As Craig Slater, whose sumptuous goal cancelled out the penalty converted by Gary Harkins, however acknowledged the real point may be that the SPFL Premiership could again be wide open from second place down - with all of the clubs concerned having the potential to end up in the top half of the league table if they can generate enough momentum.
As creditworthy as his strike was Slater's admission - in these days when so many in sport profess to pay little attention to press and pundits - that the visitors' performance had been influenced in part by the expectations of the wider world.
"It's not something we've talked about, but the players are no' daft," said the 20-year-old. "We've picked up on some people maybe writing us off and I think everyone's playing for their own pride and wondering, why can we not push higher up the table? We've got a lot of good players so there's no reason why we can't push into the top six.

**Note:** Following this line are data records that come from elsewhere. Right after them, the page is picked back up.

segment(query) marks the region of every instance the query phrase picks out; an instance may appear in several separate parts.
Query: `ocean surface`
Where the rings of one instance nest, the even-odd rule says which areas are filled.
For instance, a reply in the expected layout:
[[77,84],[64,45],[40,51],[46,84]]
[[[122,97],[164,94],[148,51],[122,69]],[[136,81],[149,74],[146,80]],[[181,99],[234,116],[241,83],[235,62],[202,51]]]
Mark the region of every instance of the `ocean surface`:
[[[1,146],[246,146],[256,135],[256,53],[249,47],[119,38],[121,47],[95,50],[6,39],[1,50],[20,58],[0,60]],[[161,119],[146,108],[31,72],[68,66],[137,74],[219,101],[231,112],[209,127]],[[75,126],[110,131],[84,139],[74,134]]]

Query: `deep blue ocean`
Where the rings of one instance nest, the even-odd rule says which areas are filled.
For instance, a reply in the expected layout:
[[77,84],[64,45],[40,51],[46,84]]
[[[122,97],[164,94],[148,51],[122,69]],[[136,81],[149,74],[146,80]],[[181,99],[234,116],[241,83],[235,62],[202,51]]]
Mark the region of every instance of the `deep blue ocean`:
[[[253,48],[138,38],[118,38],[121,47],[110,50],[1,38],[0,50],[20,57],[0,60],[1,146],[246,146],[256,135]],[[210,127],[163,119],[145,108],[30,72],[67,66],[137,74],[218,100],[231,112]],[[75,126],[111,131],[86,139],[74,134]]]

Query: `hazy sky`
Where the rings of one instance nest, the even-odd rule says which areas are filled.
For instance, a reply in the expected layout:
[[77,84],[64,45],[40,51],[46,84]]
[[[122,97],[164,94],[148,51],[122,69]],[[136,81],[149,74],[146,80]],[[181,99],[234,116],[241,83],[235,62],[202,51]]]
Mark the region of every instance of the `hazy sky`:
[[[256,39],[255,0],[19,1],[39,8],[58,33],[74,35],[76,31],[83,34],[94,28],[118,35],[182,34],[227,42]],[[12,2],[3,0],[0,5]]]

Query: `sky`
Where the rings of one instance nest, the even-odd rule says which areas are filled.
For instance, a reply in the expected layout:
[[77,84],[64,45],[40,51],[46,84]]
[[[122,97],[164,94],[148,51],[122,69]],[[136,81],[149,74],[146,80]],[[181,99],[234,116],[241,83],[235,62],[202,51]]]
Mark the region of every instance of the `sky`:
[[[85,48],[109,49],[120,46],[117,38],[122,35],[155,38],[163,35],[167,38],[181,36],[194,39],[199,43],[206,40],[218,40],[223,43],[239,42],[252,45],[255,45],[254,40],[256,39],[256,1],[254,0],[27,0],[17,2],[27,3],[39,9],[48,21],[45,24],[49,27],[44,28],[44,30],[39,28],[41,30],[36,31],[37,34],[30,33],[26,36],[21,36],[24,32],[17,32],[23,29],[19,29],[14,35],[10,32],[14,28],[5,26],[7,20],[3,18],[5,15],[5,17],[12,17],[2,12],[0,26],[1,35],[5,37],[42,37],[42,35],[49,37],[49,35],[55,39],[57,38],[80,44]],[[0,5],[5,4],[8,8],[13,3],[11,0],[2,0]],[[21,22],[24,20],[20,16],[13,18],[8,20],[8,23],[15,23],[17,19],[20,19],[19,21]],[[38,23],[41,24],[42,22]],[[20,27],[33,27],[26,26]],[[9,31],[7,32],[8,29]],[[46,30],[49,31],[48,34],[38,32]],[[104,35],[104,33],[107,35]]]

"Most people were expecting Dundee to get off to a good start but I think we were by far the better team in the first half. Second half it died off a bit but everyone worked so hard and hopefully it can continue on into the season."
Dundee certainly started breezily and were, over the piece, worthy of the lead they earned through Harkins' penalty. The forward was, overall, the best player on the field, but he and his team-mates would drop out of the game for the rest of the first half and Slater's brilliant equaliser from a free-kick awarded just outside the penalty box was no more than his team deserved as they pressed their opponents into allowing them a substantial amount of possession in dangerous areas.
The second half conformed much more to the expected pattern with Harkins and Dundee captain Kevin Thomson increasingly influential, while Paul McGowan carried a threat. Within seconds of the restart Harkins carried the ball deep into the Kilmarnock box and forced a fine save from Craig Samson. Indeed, the goalkeeper was a busy man right to the end when he got the break that his performance deserved as Peter MacDonald's free-kick rebounded off the woodwork.
Ultimately, though, with Chris Johnston providing the visitors with some creative flair in the first half and both Josh Magennis and Tope Obadeyi sporadically causing Dundee problems, there was much to please both managers. Paul Hartley has, after all, every reason to believe that having played with such fluency in the second half his Dundee team should accrue enough points to avoid the kind of worries that normally afflict newly promoted sides.
Allan Johnston, the Kilmarnock manager, felt the penalty his side had conceded was a bit soft, meanwhile, suggesting that Harkins tends to be knocked over too easily. Yet he was satisfied with how his players dug in to avoid the defeat which, he thought, would probably have been their lot in similar circumstances last season.